R.I.P. William Smith, muscleman actor of Laredo and Hawaii Five-O
The bodybuilder duked it out with Clint Eastwood and later played Arnold's dad.
Love led William Smith into action. After earning a Master's degree from U.C.L.A. in 1958, the Air Force vet planned to work in the U.S. government in a "security classified job," at least according to a 1967 profile in the Democrat and Chronicle. However, according to the paper, he married a French woman, actress Michele Marly, making him ineligible for the work.
He had other assets to rely on. A bodybuilder, Smith was once the United States Air Force light-heavyweight weightlifting champion and won the 200-pound arm-wrestling championship. He worked out by "regularly lifting 200-pound barbells." No wonder he was a natural playing tough guys.
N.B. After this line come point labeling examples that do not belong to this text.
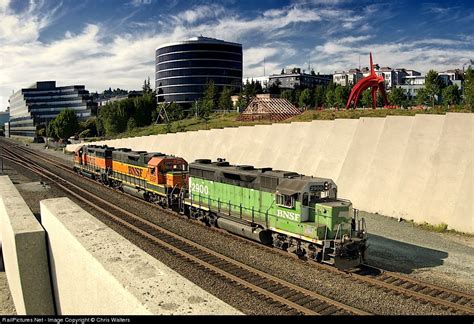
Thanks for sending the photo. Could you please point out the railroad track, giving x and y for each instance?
(454, 301)
(294, 299)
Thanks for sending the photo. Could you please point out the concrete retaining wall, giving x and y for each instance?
(97, 271)
(417, 167)
(24, 254)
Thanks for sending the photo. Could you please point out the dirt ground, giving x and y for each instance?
(443, 259)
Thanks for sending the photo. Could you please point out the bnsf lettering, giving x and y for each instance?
(137, 172)
(288, 215)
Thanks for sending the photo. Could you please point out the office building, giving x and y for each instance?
(43, 101)
(184, 68)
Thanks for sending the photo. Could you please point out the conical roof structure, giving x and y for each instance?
(267, 107)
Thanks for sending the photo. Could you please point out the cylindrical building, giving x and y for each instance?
(183, 69)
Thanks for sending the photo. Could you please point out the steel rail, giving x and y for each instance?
(441, 294)
(415, 288)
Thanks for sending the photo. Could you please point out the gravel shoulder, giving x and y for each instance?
(445, 259)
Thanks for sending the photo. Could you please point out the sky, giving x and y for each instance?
(111, 43)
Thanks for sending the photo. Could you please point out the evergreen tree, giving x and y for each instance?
(396, 96)
(469, 88)
(66, 124)
(422, 97)
(366, 99)
(304, 100)
(451, 95)
(433, 86)
(330, 99)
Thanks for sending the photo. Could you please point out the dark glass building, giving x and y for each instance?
(184, 68)
(42, 102)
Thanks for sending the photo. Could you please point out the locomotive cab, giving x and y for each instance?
(168, 170)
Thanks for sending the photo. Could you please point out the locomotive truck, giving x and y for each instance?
(295, 213)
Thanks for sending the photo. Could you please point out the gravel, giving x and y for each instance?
(338, 287)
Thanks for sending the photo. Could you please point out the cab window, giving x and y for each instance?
(305, 199)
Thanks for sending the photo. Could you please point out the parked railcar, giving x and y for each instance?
(293, 212)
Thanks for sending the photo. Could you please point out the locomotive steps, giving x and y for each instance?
(412, 167)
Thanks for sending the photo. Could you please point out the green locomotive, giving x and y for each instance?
(290, 211)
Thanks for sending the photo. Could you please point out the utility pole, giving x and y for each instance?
(264, 71)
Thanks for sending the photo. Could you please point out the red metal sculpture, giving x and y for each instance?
(372, 81)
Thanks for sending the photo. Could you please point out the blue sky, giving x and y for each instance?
(111, 43)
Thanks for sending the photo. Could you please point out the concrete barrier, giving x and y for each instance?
(334, 152)
(401, 166)
(385, 165)
(97, 271)
(24, 254)
(416, 168)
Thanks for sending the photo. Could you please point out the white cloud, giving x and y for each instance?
(137, 3)
(421, 55)
(99, 58)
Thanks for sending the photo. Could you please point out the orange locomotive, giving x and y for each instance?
(155, 177)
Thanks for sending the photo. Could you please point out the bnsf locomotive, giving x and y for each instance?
(293, 212)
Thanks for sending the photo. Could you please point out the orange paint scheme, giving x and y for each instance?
(160, 167)
(97, 162)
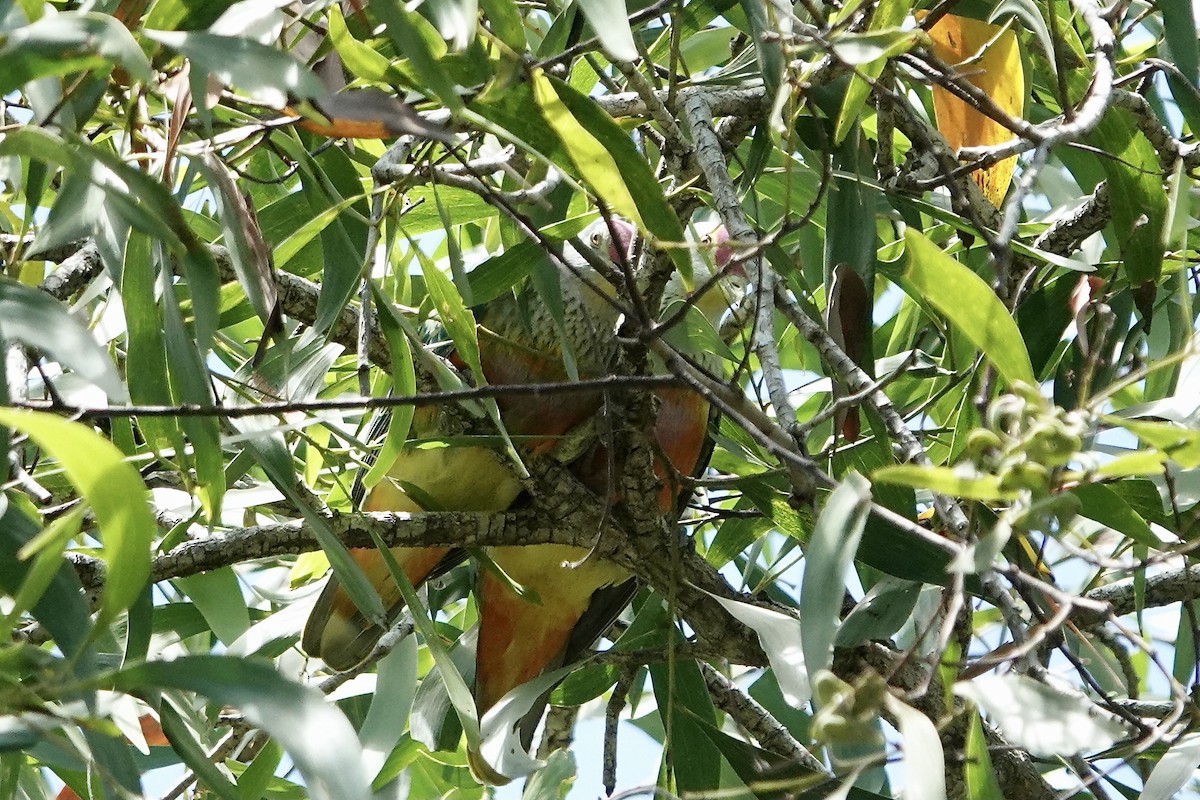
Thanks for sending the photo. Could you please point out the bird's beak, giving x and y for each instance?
(621, 240)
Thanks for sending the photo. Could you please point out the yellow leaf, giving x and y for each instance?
(988, 58)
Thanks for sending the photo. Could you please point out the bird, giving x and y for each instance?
(519, 343)
(580, 595)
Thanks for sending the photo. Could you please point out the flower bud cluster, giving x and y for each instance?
(1026, 440)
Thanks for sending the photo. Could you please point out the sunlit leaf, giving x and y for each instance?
(988, 58)
(1039, 719)
(35, 319)
(945, 480)
(828, 557)
(970, 305)
(115, 493)
(1175, 769)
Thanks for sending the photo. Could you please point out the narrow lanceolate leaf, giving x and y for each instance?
(267, 74)
(588, 133)
(274, 457)
(978, 771)
(249, 252)
(610, 20)
(945, 480)
(405, 29)
(889, 13)
(315, 733)
(988, 58)
(592, 161)
(461, 325)
(970, 305)
(1042, 720)
(40, 322)
(1175, 769)
(827, 559)
(115, 493)
(1133, 172)
(923, 759)
(780, 638)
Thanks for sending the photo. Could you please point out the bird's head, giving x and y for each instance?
(713, 257)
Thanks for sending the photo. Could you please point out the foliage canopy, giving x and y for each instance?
(953, 491)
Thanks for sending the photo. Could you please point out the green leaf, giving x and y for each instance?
(1135, 176)
(359, 58)
(42, 323)
(408, 34)
(827, 559)
(273, 456)
(403, 380)
(61, 608)
(461, 698)
(610, 20)
(265, 74)
(970, 305)
(145, 355)
(115, 493)
(461, 325)
(945, 480)
(315, 733)
(46, 549)
(192, 753)
(684, 704)
(217, 595)
(606, 158)
(555, 780)
(978, 771)
(1181, 445)
(1105, 506)
(1179, 23)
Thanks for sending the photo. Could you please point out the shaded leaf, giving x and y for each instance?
(970, 305)
(115, 493)
(41, 323)
(828, 557)
(988, 58)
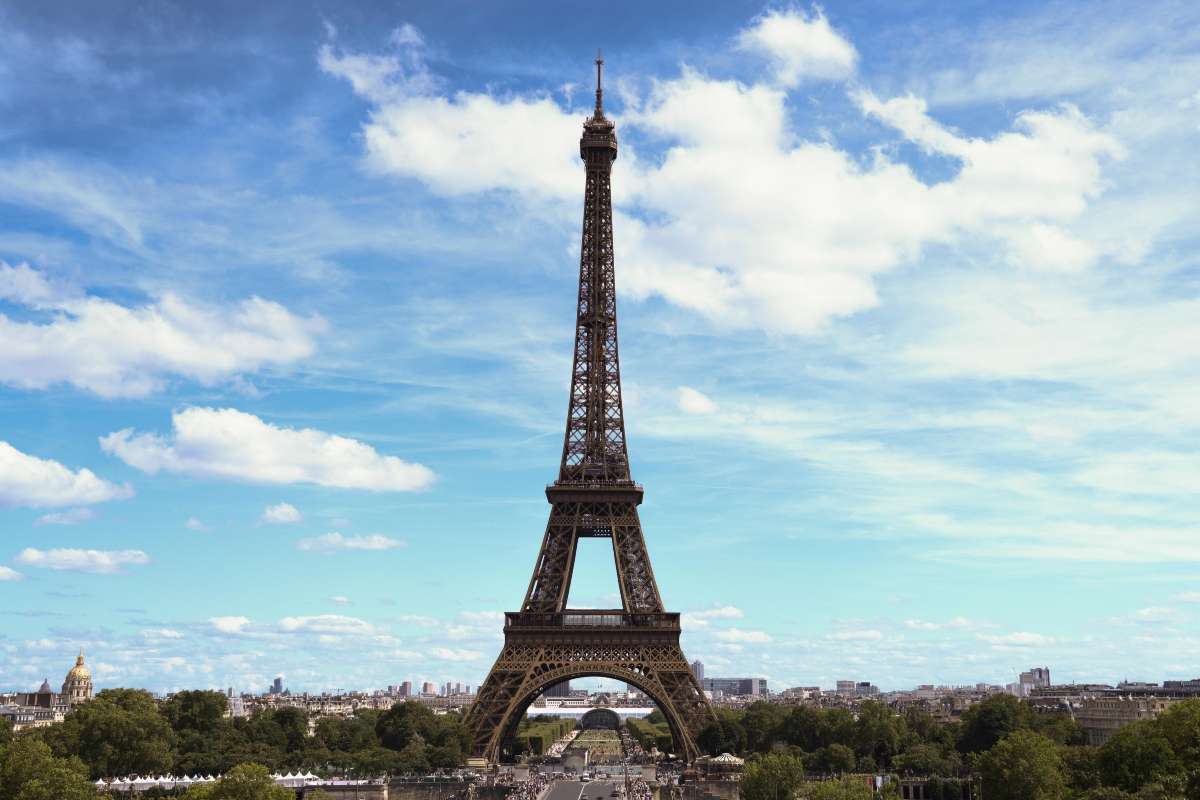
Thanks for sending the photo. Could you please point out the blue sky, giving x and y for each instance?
(909, 308)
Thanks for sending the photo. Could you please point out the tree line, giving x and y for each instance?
(1015, 752)
(125, 732)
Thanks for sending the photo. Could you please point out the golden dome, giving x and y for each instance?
(79, 672)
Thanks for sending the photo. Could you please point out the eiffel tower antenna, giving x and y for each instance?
(546, 643)
(599, 84)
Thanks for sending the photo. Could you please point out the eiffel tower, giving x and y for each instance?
(546, 642)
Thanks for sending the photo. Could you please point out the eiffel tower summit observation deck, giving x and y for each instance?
(546, 642)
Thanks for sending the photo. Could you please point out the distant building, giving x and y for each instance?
(43, 707)
(741, 686)
(77, 687)
(1102, 716)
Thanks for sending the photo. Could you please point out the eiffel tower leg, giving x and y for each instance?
(532, 661)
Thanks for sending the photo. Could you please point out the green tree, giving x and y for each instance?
(774, 776)
(1024, 765)
(877, 733)
(196, 710)
(30, 771)
(838, 727)
(294, 725)
(802, 728)
(120, 732)
(243, 782)
(397, 725)
(834, 759)
(988, 722)
(726, 734)
(1105, 793)
(846, 788)
(763, 723)
(1181, 726)
(928, 758)
(1135, 755)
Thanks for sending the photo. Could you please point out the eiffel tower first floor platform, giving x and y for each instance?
(543, 649)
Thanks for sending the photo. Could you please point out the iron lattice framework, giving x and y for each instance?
(594, 497)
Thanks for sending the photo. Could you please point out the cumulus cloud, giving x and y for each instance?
(82, 560)
(448, 654)
(229, 624)
(336, 541)
(695, 402)
(799, 47)
(162, 633)
(739, 636)
(327, 624)
(281, 515)
(719, 612)
(232, 444)
(857, 636)
(923, 625)
(742, 220)
(115, 350)
(36, 482)
(1017, 639)
(69, 517)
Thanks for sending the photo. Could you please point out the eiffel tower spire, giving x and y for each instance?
(594, 445)
(594, 497)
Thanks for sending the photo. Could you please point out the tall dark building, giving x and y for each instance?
(547, 643)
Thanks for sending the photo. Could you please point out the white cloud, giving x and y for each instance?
(1151, 615)
(922, 625)
(719, 612)
(115, 350)
(336, 541)
(739, 636)
(162, 633)
(717, 224)
(229, 624)
(695, 402)
(82, 560)
(232, 444)
(39, 482)
(69, 517)
(447, 654)
(281, 515)
(1017, 639)
(857, 636)
(327, 625)
(799, 47)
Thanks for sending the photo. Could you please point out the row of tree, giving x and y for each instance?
(127, 732)
(1015, 752)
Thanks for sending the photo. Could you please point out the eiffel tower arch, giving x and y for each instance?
(594, 497)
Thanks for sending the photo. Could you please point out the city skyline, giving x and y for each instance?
(901, 328)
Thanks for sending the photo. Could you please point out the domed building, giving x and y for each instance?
(77, 687)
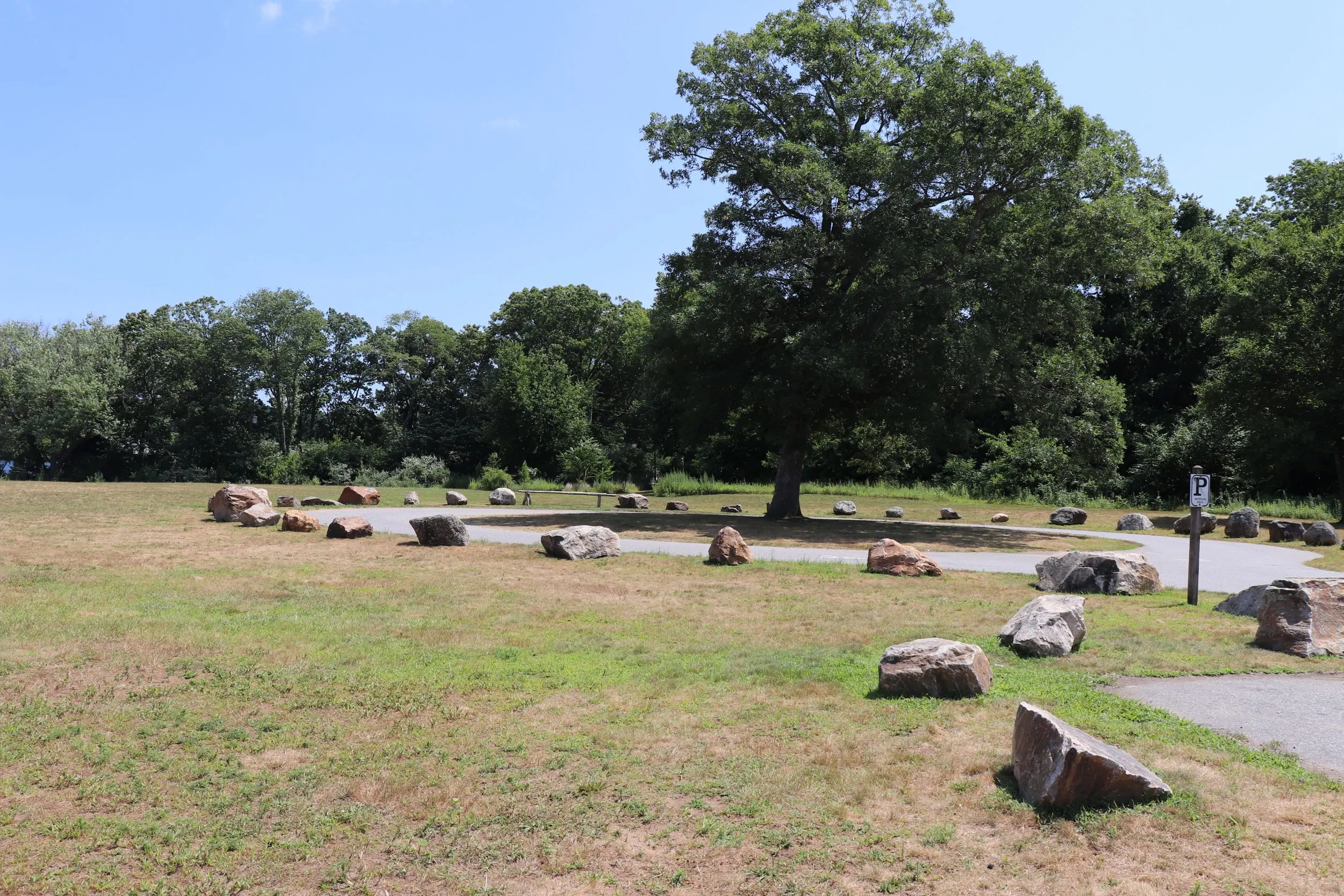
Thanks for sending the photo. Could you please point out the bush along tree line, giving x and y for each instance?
(925, 266)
He was a tough guy.
In 1961, Smith (then billed as Bill Smith) landed his first major television role as one of the three leads in The Asphalt Jungle, a gritty cop show featuring Jack Warden. After that series' short run, the following year, he jumped to Zero One, an action show about air security, something he seemed perfectly suited for.
Western fans will best remember him from Laredo, a shoot-'em-up centered around three Texas Rangers. Smith's character, Joe Riley, was sort of the anti-hero of the trio who had often found himself on the opposite side of the law. In some ways he was like a prototype of Han Solo, right down the way he wore his holster on his hip, albeit with more of a Schwarzenegger body. The show lasted two seasons.
In his acting roles, Smith also played characters on both sides of the law, while showing his range as an actor.
In the final episode of Batman, he was, naturally, "Adonis," henchman to Zsa Zsa Gabor. Muscleman roles continued to be his forte throughout the Seventies. Most notably, he played a recurring character, Det. James 'Kimo' Carew, on Hawaii Five-O. He flipped to the dark side again for the miniseries Rich Man, Poor Man, portraying the menacing Anthony Falconetti.
The Eighties were a gold era for tough-guy action flicks. Though Smith was an elder veteran of Hollywood by that time, he still flexed his muscles. He traded punches with Clint Eastwood in Any Which Way You Can, played Conan's dad in Conan the Barbarian, and barked orders in the cult crime film Maniac Cop.
Smith passed away on July 5, according to The Hollywood Reporter. He was 88.
Smith also said that he was up for the role of Caine in Kung Fu, which went to David Carradine instead, and went on to criticize the show for its lack of authenticity during fight scenes ("I don't care how tough you think you are, you get hit with a hundred-pound chain, you DIE!"). He did wind up guest-starring on the show, though.